As it did, 37 men walked past and let me get on with it. I noted with chagrin that the young mother had maintained her place at the handlebars, doing the lighter-lifting, backwards-walking bit. This is pram-lifting etiquette, of course. The volunteer always has to do the grunt work. And so she edged nonchalantly back and upwards as I hurrrrrrgghhhhed and aaaaaggghed my way up the first set of 12 steps. As the blood drained from my brain, I started hallucinating about what I would say if the thing in the pram turned out to be an Alsatian.
After 12 steps we had to stop. The sweat was pouring off me now. Another load of useless men sauntered past. ‘You’re going to have to wait a minute,’ I gasped, ‘while I get my breath back.’ I bent over double to speed the blood to my head. I decided it wasn’t a baby, or a dog. It was bricks. As I started heaving up the last 12, I thought, I’m really going to have to ask her if she minds exchanging insurance details. And then I’m going to have to go to one of those no win no fee personal-injury firms with a name like a pair of pants. ‘Have you had an accident while selflessly carrying a pram full of bricks up the Tube stairs? Call BGR Pantaloons now — for all your “slipping over by accident on purpose” needs!’
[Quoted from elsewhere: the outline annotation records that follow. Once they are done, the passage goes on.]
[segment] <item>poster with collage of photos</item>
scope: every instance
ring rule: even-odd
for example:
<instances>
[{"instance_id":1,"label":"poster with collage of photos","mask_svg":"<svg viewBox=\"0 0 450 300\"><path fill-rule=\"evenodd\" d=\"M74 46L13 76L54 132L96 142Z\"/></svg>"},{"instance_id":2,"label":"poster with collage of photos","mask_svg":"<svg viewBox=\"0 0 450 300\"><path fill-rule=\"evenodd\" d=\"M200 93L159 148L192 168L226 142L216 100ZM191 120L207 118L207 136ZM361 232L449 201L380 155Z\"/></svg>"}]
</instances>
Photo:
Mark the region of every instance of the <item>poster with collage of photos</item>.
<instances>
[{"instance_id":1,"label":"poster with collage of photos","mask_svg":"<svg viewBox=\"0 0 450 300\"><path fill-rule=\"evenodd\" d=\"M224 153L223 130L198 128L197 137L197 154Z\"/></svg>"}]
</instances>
At the top, I could barely move. I could feel bits of my left shoulder sliding about and sections of my spine popping in and out in a way they had no business doing. I looked at her, shaking my head as if to say, ‘No, no, please, you mustn’t upset yourself, really, don’t fuss, I’ll be OK, I’ll probably walk again quite soon, after extensive physiotherapy…’ But all she said was: ‘Thanks!’ Thanks? I was looking for more of a ‘I really don’t know what I can ever do to make this up to you, but as it happens I’m a top hair colourist so please take my number, and if you ever need your highlights doing for free for the rest of your life…’ No. Just thanks. And then she swanned off down Balham High Road, pushing her Mine Resistant Ambush Pram (MRAP) in the direction of Lashkar Gah. I never saw the baby.
Melissa Kite is deputy political editor of the Sunday Telegraph.